Kamis, 27 Februari 2014

Alasan Mengapa Saya Mengaku Diri Sebagai Penulis Edan

Apa alasan saya mengakui diri sebagai penulis edan, akan Anda temukan setelah membaca tulisan ini. Untuk alasan pertama, langsung saya buka di sini, mengapa saya mengakui diri sebagai penuli edan, karena saya  tidak menyenangi aturan. Tulisan bebas, lepas, kabur dari mainstrem, mendobrak aturan, dan lain dari yang lain sangat saya suka, asal tidak menabrak satu hal saja, aturan agama. Dan sebaliknya, saya kurang suka dengan aturan kaku yang terlalu mengekang. Sturan supaya begini supaya begitu boleh-boleh saja. Yang membuat saya gerah kalau sudah ada orang teriak jangan begini jangan begitu. Terutama jika si peneriak itu sendiri bukan seorang penulis hebat, saya kira itu hanya membuatnya norak.

Itulah sebabnya, saya selalu senang dengan tulisan gaya apapun, dengan catatan sekali lagi, tidak menabrak aturan agama. Karena menurut saya, agamalah ukuran tertingginya.

Ada sebagian orang gerah dengan tulisan-tulisan penyuara kebenaran dengan gaya asal jeplak, tidak peduli perasaan orang. Bagi saya sebagai penulis edan, tulisan semacam itu tidak perlu dipermasalahkan. Terserah dengan cara apa saja orang menulis, dengan gaya sastra, gaya cerita, menggurui atau men-siswai, hakim tertinggi yang akan menilai tulisan itu hanyalah Alloh, Hakim tertinggi alam semesta. Jika sebuah tulisan, tidak menabrak aturan Alloh, dan malah mengajak mencintai-Nya, taat kepada-Nya, dan mengajak mengesakan-Nya, menurut saya tulisan itu luar biasa.

Menurut saya barometer tertingginya cuma itu.
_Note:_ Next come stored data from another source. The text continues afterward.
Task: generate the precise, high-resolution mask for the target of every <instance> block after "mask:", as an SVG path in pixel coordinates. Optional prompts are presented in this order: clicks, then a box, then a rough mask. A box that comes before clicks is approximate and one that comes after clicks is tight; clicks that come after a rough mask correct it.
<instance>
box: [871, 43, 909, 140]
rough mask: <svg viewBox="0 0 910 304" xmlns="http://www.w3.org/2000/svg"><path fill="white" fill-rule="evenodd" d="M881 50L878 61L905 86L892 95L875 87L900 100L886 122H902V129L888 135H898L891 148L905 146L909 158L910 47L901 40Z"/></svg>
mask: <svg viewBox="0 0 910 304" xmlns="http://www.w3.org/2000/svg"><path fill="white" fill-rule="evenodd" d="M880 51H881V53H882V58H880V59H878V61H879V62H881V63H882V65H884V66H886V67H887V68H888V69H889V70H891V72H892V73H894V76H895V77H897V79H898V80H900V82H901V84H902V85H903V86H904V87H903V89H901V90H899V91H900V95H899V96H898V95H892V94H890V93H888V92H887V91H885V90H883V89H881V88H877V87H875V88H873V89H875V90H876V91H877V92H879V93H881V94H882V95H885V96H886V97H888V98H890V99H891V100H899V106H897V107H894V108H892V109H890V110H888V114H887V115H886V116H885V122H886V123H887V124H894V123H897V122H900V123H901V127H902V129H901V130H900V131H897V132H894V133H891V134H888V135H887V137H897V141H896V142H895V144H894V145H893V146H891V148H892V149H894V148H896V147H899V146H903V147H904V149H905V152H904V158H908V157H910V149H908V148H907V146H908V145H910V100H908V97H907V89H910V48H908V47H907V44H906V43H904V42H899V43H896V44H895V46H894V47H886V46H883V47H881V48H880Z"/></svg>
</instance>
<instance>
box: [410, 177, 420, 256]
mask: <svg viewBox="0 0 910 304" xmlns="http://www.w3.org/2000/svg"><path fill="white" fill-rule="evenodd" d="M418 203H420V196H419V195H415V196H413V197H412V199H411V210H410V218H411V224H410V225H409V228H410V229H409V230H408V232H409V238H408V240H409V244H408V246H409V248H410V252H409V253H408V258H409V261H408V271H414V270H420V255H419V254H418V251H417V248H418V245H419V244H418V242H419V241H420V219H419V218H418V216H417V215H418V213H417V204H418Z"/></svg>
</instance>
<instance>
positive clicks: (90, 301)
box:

Ketika sepengetahuan kita, tulisan itu diridhoi Alloh, mempermasalahkan apalagi?. Soal pembaca sakit hati, tidak enak atau bagaimana, itu terserah mereka, jika sakit hati mereka karena merasa tidak enak mendapatkan peringatan, kemungkinan itu bisa diibaratkan sakitnya sebuah suntikan atau operasi buat menghilangkan penyakit di badan. Juga mesti ditanyakan, mengapa Anda sampai sakit hati? Jangan-jangan sakit hati itu timbul dari ketidakdewasaan si pembaca sendiri, terlalu bersifat kekanak-kanakan, yang inginnya hanya dipuji, dan tidak senang ketika mendapatkan kritikan.

Jika tulisan penyeru kebenaran yang bisa menyakiti hati orang itu dilarang, bagaimana dengan Nabi yang dulu menyerukan kebenaran. Kalay tak salah, waktu itu pun, orang-orang kafir sakit hati pula

Akan tetapi uniknya, tulisan-tulisan semacam justru lebih menarik minat pembaca. Tulisan semacam ini lebih membuat orang penasaran. Lebih menarik perhatian terutama ketika kebanyakan penulis kurang berani, berlembut-lembut, muter-muter sana sini--maka tulisan keras asal jemplak, seringkali lebih banyak peminat. Dari sisi bisa dikatakan, tulisan semacam ini justeru berhasil. Ketika yang lain koar-koar mencari perhatian, minta dibaca, tulisan semacam ini, justru pesta pora, tanpa harus teriak-teriak, orang murah hati meluangkan waktu, membaca tulisannya.

Cuma, kita juga jangan norak, berlagak pendakwah yang so suci, dengan nada menyeru-nyeru, seperti orang yang baru saja di utus ke tengah ummat. Alih-alih menyentuh, yang ada malah mengundang tertawaan. Jika Anda tidak siap dengan tertawaan orang-orang, besar kemungkinan tertawaan mereka bisa menyinggung dan mempermalukan Anda. Saya sendiri terkadang bersikap begini, bergaya seperti pemberi fatwa, hanya saja, supaya tidak terlalu sakit jika nanti orang menjatuhkan saya, saya sendiri dulu yan menjatuhkan diri saya sendiri. Jadi jika nanti orang mencoba menjatuhkan, mereka tidak berdaya, sebab sayanya sendiri sudah dibawah. Itulah sebabnya untuk tulisan-tulisan yang bernada fatwa, bernada menggurui, selalu saya bungkus dengan kemasan menggoblok-goblokan diri, atau mengakui diri sendiri sebagai penulis edan. Nah, inilah alasan kedua mengapa saya mengakui diri sebagai penulis edan.